In Romans 9 Paul notes God’s words to Moses, “‘I will have mercy on whom I have mercy’ … So then it depends not on human will or exertion, but on God who has mercy” (verses 15,16). In our Exodus reading yesterday we saw how God could not use Moses’ own “will and exertion” (2:11-15). Paul drives home the lesson that one cannot deserve, or earn, God’s blessing by their own efforts. All God’s blessings are an expression of His mercy, or grace and therefore it is sad when so many talk about grace as though it is an ever-flowing factor that they can be certain about – regardless of how they behave.
Paul’s next point is that “Scripture says to Pharaoh, ‘For this very purpose I have raised you up, that I might show my power in you, and that my name might be proclaimed in all the earth’” (verse 17). This is not the proclamation of God’s actual name, but of God’s reputation that was about to be established by what He did. We will read of this in the next few days with the dramatic deliverance from Egypt of the descendants of Jacob.
God’s name is given in Exodus 3 as, “I will be what I will be” (verse 14 – ESV footnote). This means God will ‘make’ His name or reputation, by what is about to happen. “This is my name forever, and thus I am to be remembered throughout all generations” (verse 15). Their deliverance from Egypt became a memorial which all generations would look back to as a foundation for their confidence in God. Thus, when we read Psalm 135 and its praises to the LORD we see the significance of verses 8-13 of the LORD’s name and “renown”. It is fully expressed in Isaiah 63:11-14 how God “led your people to make for yourself a glorious name”. Daniel makes the same point in his impassioned prayer (9:15).

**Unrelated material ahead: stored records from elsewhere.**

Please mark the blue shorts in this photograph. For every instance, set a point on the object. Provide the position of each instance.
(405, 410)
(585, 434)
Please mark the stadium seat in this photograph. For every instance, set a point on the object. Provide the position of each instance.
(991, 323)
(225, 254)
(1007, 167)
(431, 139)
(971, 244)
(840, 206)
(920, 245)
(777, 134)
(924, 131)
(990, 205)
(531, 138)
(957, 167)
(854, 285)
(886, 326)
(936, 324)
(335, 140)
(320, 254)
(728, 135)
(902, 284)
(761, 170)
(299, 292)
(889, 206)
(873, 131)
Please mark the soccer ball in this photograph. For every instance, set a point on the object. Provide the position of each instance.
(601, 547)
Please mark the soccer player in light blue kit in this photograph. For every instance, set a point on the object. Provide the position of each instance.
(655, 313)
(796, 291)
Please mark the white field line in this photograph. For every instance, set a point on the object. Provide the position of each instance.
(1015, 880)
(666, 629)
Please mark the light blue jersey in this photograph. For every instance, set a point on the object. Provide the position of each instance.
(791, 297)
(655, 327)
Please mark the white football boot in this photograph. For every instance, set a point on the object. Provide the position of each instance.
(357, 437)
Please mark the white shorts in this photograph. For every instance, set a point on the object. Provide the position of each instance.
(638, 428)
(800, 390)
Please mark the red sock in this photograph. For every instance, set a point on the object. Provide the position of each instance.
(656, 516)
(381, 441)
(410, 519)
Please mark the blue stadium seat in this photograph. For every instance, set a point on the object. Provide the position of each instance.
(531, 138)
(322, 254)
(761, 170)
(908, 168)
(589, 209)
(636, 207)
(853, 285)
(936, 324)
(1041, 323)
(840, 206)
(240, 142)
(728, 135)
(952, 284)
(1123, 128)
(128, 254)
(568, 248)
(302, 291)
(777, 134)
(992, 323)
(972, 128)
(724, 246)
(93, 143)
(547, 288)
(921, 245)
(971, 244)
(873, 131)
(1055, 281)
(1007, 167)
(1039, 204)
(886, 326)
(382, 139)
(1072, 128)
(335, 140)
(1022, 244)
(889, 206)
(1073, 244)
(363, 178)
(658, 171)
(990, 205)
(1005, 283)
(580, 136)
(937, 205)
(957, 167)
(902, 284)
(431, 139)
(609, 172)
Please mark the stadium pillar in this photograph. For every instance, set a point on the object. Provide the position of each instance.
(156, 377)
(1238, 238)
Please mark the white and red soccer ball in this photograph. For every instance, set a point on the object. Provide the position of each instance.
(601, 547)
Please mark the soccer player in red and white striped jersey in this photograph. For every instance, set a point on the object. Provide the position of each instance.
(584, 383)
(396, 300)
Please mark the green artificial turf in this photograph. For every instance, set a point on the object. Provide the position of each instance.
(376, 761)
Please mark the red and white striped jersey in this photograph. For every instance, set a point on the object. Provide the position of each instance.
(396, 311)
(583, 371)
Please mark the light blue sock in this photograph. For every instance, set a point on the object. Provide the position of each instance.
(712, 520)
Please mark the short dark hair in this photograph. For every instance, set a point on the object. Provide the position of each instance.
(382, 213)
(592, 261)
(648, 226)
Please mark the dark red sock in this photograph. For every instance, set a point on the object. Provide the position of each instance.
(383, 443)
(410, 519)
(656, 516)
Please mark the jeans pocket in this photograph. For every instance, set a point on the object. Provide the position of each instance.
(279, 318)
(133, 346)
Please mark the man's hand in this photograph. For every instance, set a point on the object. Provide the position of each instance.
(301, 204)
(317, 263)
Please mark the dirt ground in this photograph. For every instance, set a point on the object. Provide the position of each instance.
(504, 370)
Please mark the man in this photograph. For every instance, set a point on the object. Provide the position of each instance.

In the same way we look back to the sacrifice and resurrection of our Saviour, and how God made for Himself the name of ‘Father’. We are privileged to call God ‘Father’, but must “hallow” that name. How many are striving to make a name for themselves which Christ will remember when the time comes for him to confess those in his service. In Revelation 3:5, Jesus says, “The one who conquers (him / herself!) … I will confess his name before my Father and before his angels”. Our name that Christ will confess will be achieved in many different ways; for example, to quote James 1:27, “to visit orphans and widows in their affliction, and to keep oneself unstained from the world”.